Tandis que la vapeur s'élevait au-dessus de la marmite, Renwyck fouilla dans sa besace. Elle contenait principalement des sachets d'épices et des plantes, ingrédients précieux qui pourraient lui servir pendant son voyage. Un œil profane n'y trouverait sûrement que peu d'intérêt, mais lui savait qu'il transportait là l'équivalent d'une petite fortune. Outre le fruit de ses propres cueillettes, il avait emporté cannelle, muscade, badiane, carvi, safran, poivre et autres produits issus de contrées lointaines qu'il n'avait jamais vues. Il sortit de son sac l'herbier de sa mère.

Il s'agissait d'un carnet plus que d'un véritable livre. La couverture était faite d'un cuir patiné et les pages d'un vélin clair et doux au toucher. Les plantes séchées se suivaient en farandole, accompagnées de leur nom et de quelques annotations : où les trouver, quand les ramasser, qu'en faire... Renwyck reconnaissait par endroits l'écriture soignée de sa mère. La plupart du temps, les lettres ne lui étaient pas familières, sans doute le travail de ses aïeules.

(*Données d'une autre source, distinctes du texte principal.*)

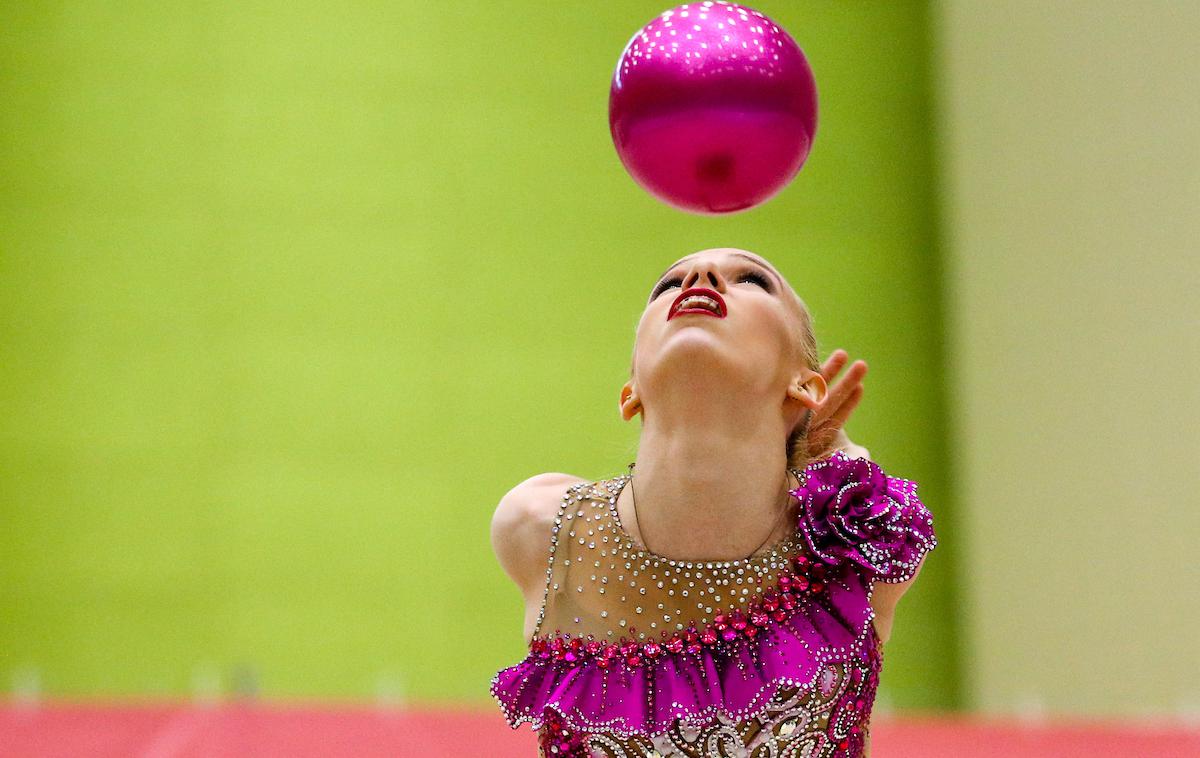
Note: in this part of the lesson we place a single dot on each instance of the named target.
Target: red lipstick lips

Même s'il avait appris à lire aux côtés d'Aiwe, il peinait à déchiffrer ces calligraphies inconnues à la lueur vacillante des flammes.

Enfin, l'eau se mit à bouillir. Renwyck y jeta de l'ortie et de la prèle séchées. Après la journée de marche, cette tisane apaiserait leurs membres endoloris. C'était aussi pour Renwyck l'occasion de s'essayer au Secret. Peut-être pourrait-il renforcer les propriétés de la décoction. Maladroitement, Renwyck tenta de reproduire ses gestes de sa mère. À travers le vide, il sentit quelque chose sous ses doigts, quelque chose émanant des tréfonds de la terre. Il voulut s'en saisir, mais ses mains ne rencontrèrent que l'air froid de la nuit. Il n'y avait rien.

Quel idiot ! Ses joues et ses oreilles étaient brûlantes. Il jeta un regard en coin à Akhbar pour s'assurer que son compagnon ne l'avait pas vu faire. Le druide semblait absorbé dans ses pensées. Renwyck aurait voulu l'interroger sur le Secret. Il lui semblait aujourd'hui qu'il aurait dû en demander bien plus à ce sujet à sa propre mère.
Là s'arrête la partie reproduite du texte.